The American pianist, Frederic Chiu, was born to a Chinese immigrant family. Critics count his Asian/American/ European background as one of his strengths, permitting him a wider point of view in studying the music he plays. On the other hand, his concert repertory is as centered on the classical European piano literature as that of any comparable player. Another part of his background gives him unusual insight into collaboration: his brother is a violinist, and as the pair was growing up Frederic often accompanied him. He has also an early and ongoing exploration of artificial intelligence and human psychology, especially the body-mind-heart connection. He attended Indiana University, where he pursued a double major in piano performance and computer science. His piano teacher at Indiana was Karen Shaw, a pianist known for her powerful virtuosic interpretations. While attending Indiana he frequently participated in the violin class of the late teacher Josef Gingold as a class accompanist. One of his acquaintances from those years was one of Gingold's greatest pupils, Joshua Bell. Chiu frequently accompanies Bell and also with Pierre Amoyal. After Indiana, he studied at the Juilliard School with Abbey Simon, Shaw's teacher.
At that point Frederic Chiu decided to base his performing career in Paris. Having settled in France, he co-founded (with violinist Philippe Graffin) the 1991 Consonance Festival in Saint Nazaire and participates regularly in it, often collaborating with Jeremy Menuhin, the St. Lawrence and Shanghai string quartets, Christian Ivaldi, Gary Hoffman, or Jean-Yves Thibaudet.

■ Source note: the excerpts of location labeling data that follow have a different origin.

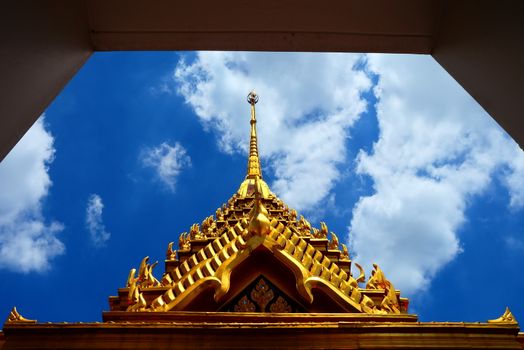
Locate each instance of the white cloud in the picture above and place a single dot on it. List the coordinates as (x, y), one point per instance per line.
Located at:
(94, 222)
(27, 241)
(437, 149)
(307, 104)
(167, 161)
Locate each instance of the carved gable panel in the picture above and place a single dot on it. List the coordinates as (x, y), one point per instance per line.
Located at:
(262, 296)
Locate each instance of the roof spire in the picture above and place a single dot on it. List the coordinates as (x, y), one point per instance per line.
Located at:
(253, 163)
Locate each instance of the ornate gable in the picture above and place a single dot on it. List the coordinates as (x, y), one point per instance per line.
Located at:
(256, 244)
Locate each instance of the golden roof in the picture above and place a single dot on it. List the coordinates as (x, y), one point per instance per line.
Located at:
(254, 220)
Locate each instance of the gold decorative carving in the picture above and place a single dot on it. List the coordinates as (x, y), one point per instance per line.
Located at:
(15, 317)
(244, 305)
(194, 233)
(304, 226)
(145, 274)
(322, 233)
(362, 276)
(345, 253)
(262, 294)
(333, 243)
(378, 280)
(183, 241)
(280, 305)
(507, 317)
(170, 253)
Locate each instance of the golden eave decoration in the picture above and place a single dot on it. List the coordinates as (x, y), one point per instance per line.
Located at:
(256, 221)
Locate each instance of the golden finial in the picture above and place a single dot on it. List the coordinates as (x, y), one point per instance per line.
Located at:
(259, 223)
(253, 164)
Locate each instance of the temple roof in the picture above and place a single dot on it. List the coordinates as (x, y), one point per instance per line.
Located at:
(254, 221)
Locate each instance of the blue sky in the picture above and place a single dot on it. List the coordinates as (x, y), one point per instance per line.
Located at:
(387, 149)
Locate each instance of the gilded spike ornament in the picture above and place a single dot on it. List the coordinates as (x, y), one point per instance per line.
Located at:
(253, 165)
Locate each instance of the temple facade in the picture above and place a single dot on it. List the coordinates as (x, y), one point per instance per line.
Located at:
(257, 275)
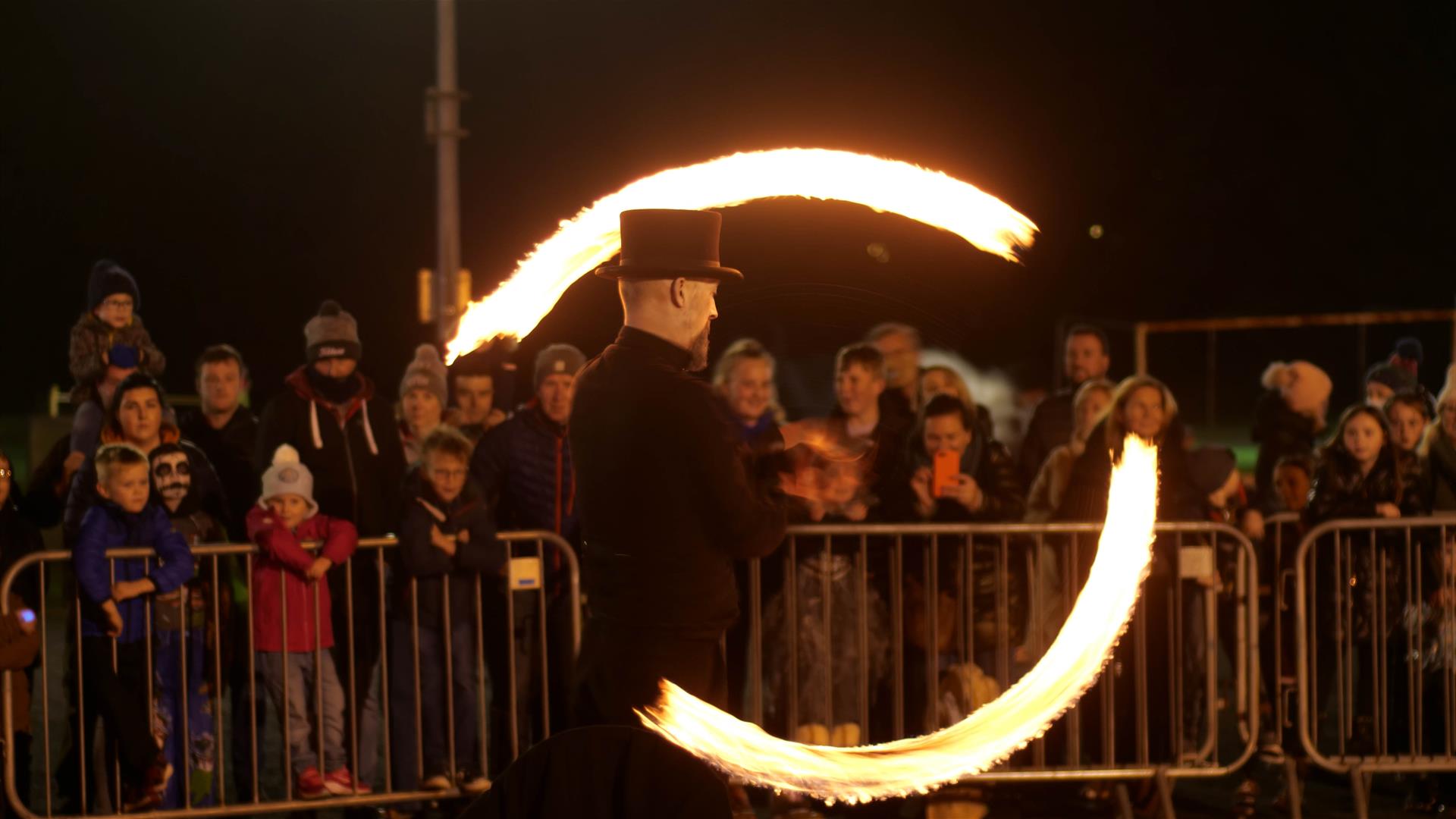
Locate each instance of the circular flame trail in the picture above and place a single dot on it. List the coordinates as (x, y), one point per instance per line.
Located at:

In 1993, already considered one of the quickest-rising young pianists, Frederic Chiu entered the Van Cliburn competition. His elimination before the final round resulted in a storm of protest, reminiscent of the 1980 scandal involving Ivo Pogorelich in the Chopin Competition. He received more publicity as a result than did the winner; The New York Times began referring to him as a "maverick pianist." Since then, he has received more positive recognition as the recipient of the Petscheck Award of the Juilliard School, the American Pianists Association Fellowship, and the 1996 Avery Fisher Career Grant.

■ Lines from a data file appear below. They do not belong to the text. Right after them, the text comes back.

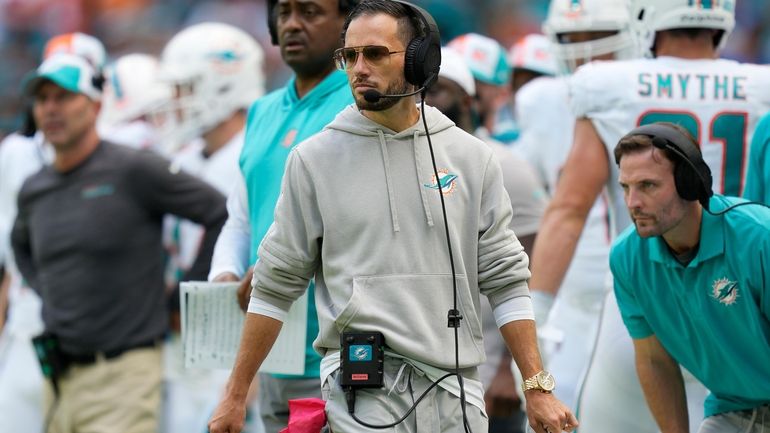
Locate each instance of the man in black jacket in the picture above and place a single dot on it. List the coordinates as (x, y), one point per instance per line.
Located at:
(88, 238)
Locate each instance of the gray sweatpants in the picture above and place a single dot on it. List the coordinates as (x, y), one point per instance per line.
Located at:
(747, 421)
(438, 412)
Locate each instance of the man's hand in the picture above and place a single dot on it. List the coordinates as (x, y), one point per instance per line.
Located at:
(244, 290)
(547, 414)
(228, 417)
(501, 399)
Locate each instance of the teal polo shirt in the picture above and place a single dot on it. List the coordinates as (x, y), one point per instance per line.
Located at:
(713, 315)
(757, 186)
(275, 124)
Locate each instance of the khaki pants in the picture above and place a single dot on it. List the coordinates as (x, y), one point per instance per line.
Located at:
(120, 395)
(438, 412)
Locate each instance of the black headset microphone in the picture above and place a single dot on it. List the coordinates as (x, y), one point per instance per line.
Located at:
(692, 176)
(422, 61)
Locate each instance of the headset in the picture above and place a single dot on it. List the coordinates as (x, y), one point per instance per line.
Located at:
(692, 176)
(272, 24)
(422, 61)
(423, 54)
(422, 57)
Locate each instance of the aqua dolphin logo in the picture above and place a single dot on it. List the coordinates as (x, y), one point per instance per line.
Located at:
(446, 180)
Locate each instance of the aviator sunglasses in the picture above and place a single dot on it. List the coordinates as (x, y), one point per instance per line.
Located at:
(374, 55)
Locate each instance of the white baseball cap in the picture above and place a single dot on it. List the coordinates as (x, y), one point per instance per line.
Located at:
(67, 71)
(453, 67)
(79, 44)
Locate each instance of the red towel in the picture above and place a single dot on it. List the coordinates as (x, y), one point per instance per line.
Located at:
(306, 415)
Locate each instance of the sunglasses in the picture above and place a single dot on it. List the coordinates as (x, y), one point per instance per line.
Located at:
(374, 55)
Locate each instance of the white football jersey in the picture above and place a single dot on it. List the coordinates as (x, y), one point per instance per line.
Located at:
(546, 126)
(718, 101)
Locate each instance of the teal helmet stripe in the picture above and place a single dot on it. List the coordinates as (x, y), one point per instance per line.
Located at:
(704, 4)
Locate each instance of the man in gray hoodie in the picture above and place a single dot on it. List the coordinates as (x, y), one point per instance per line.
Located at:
(360, 212)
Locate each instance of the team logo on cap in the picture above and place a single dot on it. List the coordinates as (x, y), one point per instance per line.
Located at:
(447, 180)
(725, 291)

Frederic Chiu has toured extensively in the USA and Europe, appearing with the major orchestras and in solo recitals in the major venues. He has performed in most of the major European cities, including Rome, Milan, Brussels, Antwerp, Berlin, Frankfurt, the Hague, Warsaw, Prague, and London. In North America he has appeared in the Place des Arts in Montreal, at the Ambassador Theatre in Pasadena, the Kennedy Center in Washington, DC, Lincoln Center and the Mostly Mozart Festival in New York. Frederic Chiu is a perennial guest at the Newport Music Festival and has traveled across the USA on extended recital tours with Community Concerts. His orient tours have taken him to Taiwan and Hong Kong with great success and is a permanent guest of the Beijing Central Conservatory as performer and teacher. His cosmopolitan background brings a unique approach to his music-making. "He has reinvented virtuosity...a phenomenon that must be heard." (Le Monde, Paris). Highlights of his performances include concerts with the BBC Concert Orchestra, BBC Scottish Symphony Orchestra, Indianapolis Symphony Orchestra, Kansas City Symphony, Dayton Philharmonic, Hartford Symphony, Orchestre de Bretagne of France, China National Symphony, Taipei National Symphony.
Frederic Chiu is also committed to expanding the place of classical music. He has created unusual collaborations with non-musicians, such as the Shakespearean actor Brian Bedford and psychologist/ writer/clown Howard Buten. He does extensive work with children through concert/lectures for schools, and has brought classical music to places where it is rarely heard. After 12 years spent in France, Frederic Chiu recently returned to the USA.
Frederic Chiu records for the French Harmonia Mundi label, with over 20 CDs on the market. He has completed several volumes of a critically acclaimed project to record all the piano music of Sergei Prokofiev, including the unpublished juvenilia and Chiu's own transcription of the suite from the film Lt. Kizhe. He is drawn to little-performed Romantic repertory, including the Felix Mendelssohn piano sonatas and the great virtuoso piano transcriptions of the era, especially those of Franz Liszt. He has given lecture-concerts on F. Liszt's piano version of the Schubert song cycle Schwanengesang, which he had recorded for Harmonia Mundi. He has also recorded transcriptions of music by Rossini and, more conventionally, Ravel's piano music and Chopin's Opus 10 etudes. Many have been singled out, such as "Record of the Year" by Stereo Review, "Top 10 recordings" by the New Yorker, with raves from the Wall Street Journal and the New York Times.